Two general strategies for scaling Bayesian inference are considered. The first is the development of methods that lend themselves to faster computation, and the second is design and characterization of computational algorithms that scale better in n or p. In the first instance, the focus is on joint inference outside of the standard problem of multivariate continuous data that has been a major focus of previous theoretical work in this area. In the second area, we pursue strategies for improving the speed of Markov chain Monte Carlo algorithms, and characterizing their performance in large-scale settings. Throughout, the focus is on rigorous theoretical evaluation combined with empirical demonstrations of performance and concordance with the theory.

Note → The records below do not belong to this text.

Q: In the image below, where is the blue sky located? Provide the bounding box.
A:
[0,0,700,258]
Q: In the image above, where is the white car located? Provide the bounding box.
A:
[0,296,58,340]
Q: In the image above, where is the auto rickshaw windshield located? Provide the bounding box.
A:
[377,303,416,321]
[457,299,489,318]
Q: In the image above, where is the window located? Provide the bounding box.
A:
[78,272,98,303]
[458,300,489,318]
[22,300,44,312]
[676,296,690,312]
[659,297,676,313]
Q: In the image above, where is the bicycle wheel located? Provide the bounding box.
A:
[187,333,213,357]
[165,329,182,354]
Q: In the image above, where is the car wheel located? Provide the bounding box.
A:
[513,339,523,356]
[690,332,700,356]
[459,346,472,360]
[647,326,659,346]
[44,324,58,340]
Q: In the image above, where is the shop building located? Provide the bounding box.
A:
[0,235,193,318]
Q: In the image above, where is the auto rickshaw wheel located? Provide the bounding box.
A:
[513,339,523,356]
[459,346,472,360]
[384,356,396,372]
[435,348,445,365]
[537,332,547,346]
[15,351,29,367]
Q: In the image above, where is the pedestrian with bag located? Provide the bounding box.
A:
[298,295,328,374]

One topic we consider is modeling the joint distribution of multivariate categorical data, often summarized in a contingency table. Contingency table analysis routinely relies on log-linear models, with latent structure analysis providing a common alternative. Latent structure models lead to a reduced rank tensor factorization of the probability mass function for multivariate categorical data, while log-linear models achieve dimensionality reduction through sparsity. Little is known about the relationship between these notions of dimensionality reduction in the two paradigms. In Chapter 2, we derive several results relating the support of a log-linear model to nonnegative ranks of the associated probability tensor. Motivated by these findings, we propose a new collapsed Tucker class of tensor decompositions, which bridge existing PARAFAC and Tucker decompositions, providing a more flexible framework for parsimoniously characterizing multivariate categorical data. Taking a Bayesian approach to inference, we illustrate empirical advantages of the new decompositions.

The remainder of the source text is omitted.